Tribunal Administratif de Lyon — Décision N° TA69-2408845

mardi 14 janvier 2025

JuridictionTribunal Administratif de Lyon
SectionTribunal Administratif de Lyon
N° DossierTA69-2408845
TypeOrdonnance
RecoursExcès de pouvoir
PublicationD
Avocat requérantFRANK

Résumé IA

Le Tribunal Administratif de Lyon a été saisi par M. A B d’un recours pour excès de pouvoir contre une décision de 2013 du ministre de l’intérieur constatant la perte de validité de son permis de conduire pour solde de points nul. En cours d’instance, le ministre a supprimé les mentions litigieuses du relevé d’information et restitué l’intégralité des points, rendant sans objet les conclusions principales. Sur le fondement de l’article R. 222-1 du code de justice administrative, le tribunal constate le non-lieu à statuer sur ces conclusions et rejette la demande de frais de justice.

Texte intégral

Vu la procédure suivante :

Par une requête, enregistrée le 4 septembre 2024, M. A B, représenté par Me Frank, avocat, demande au tribunal :

1°) d'annuler pour excès de pouvoir la décision référencée " 48 SI " notifiée le 21 février 2013 par laquelle le ministre de l'intérieur l'a informé de la perte de validité de son permis de conduire pour solde de points nul ;

2°) d'enjoindre au ministre de l'intérieur de créditer son permis de conduire du nombre maximal de points dès la notification du jugement à intervenir ;

3°) de mettre à la charge de l'État une somme de 1 000 euros au titre de l'article L. 761-1 du code de justice administrative.

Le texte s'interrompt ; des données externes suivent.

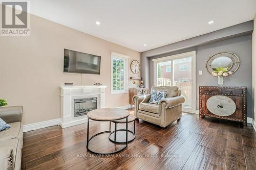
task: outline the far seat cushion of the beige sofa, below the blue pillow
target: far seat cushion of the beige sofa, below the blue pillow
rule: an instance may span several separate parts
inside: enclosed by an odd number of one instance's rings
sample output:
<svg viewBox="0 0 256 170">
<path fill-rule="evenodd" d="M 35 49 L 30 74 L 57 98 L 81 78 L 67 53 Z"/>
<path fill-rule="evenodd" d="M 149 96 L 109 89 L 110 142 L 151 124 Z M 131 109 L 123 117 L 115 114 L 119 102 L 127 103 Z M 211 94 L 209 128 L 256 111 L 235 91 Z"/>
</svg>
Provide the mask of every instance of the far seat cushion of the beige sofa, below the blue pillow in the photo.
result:
<svg viewBox="0 0 256 170">
<path fill-rule="evenodd" d="M 19 138 L 23 140 L 23 127 L 21 122 L 14 122 L 9 124 L 11 128 L 0 131 L 0 142 L 8 139 Z"/>
</svg>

Par un mémoire en défense, enregistré le 30 septembre 2024, le ministre de l'intérieur conclut au non-lieu à statuer sur les conclusions à fin d'annulation et d'injonction de la requête et au rejet du surplus des conclusions de la requête.

Il fait valoir que la requête est devenue sans objet, dès lors que les mentions afférentes à la décision " 48SI " ont été supprimées du relevé d'information intégral de M. B et que l'intéressé s'est vu restituer l'intégralité des points affectés à son permis de conduire.

Vu les autres pièces du dossier.

Vu le code de justice administrative.

Considérant ce qui suit :

1. Aux termes de l'article R. 222-1 du code de justice administrative : " () les présidents de formation de jugement des tribunaux () peuvent, par ordonnance : / () / 3° Constater qu'il n'y a pas lieu de statuer sur une requête ; / () / 5° Statuer sur les requêtes qui ne présentent plus à juger de questions autres que la condamnation prévue à l'article L. 761-1 ou la charge des dépens ; / () ".

2. Il ressort des pièces du dossier, notamment du relevé d'information intégral en date du 27 septembre 2024 produit par le ministre de l'intérieur que, postérieurement à l'introduction de la requête, le ministre a informé M. B de ce que les mentions afférentes à la décision " 48SI " en litige ont été supprimées du relevé d'information intégral du requérant et que l'intéressé s'est vu restituer l'intégralité des points affectés à son permis de conduire. Par suite, sont devenues sans objet les conclusions du requérant tendant à l'annulation de la décision référencée " 48 SI " notifiée le 21 février 2013 par laquelle le ministre de l'intérieur l'a informé de la perte de validité de son permis de conduire pour solde de points nul et à ce qu'il soit enjoint au ministre de créditer son permis de conduire du nombre maximal de points. Il n'y a pas lieu d'y statuer.

3. Dans les circonstances de l'espèce, il n'y a pas lieu de faire droit aux conclusions présentées par le requérant sur le fondement de l'article L. 761-1 du code de justice administrative.

ORDONNE :

Article 1er : Il n'y a pas lieu de statuer sur les conclusions aux fins d'annulation et d'injonction de la requête de M. B.

Article 2 : Le surplus des conclusions de la requête de M. B est rejeté.

Article 3 : Le présent jugement sera notifié à M. A B et au ministre de l'intérieur.

Fait à Lyon, le 14 janvier 2025.

Le président de la 1ère chambre,

Hervé Drouet

La République mande et ordonne au ministre de l'intérieur en ce qui le concerne ou à tous commissaires de justice à ce requis en ce qui concerne les voies de droit commun contre les parties privées, de pourvoir à l'exécution de la présente décision.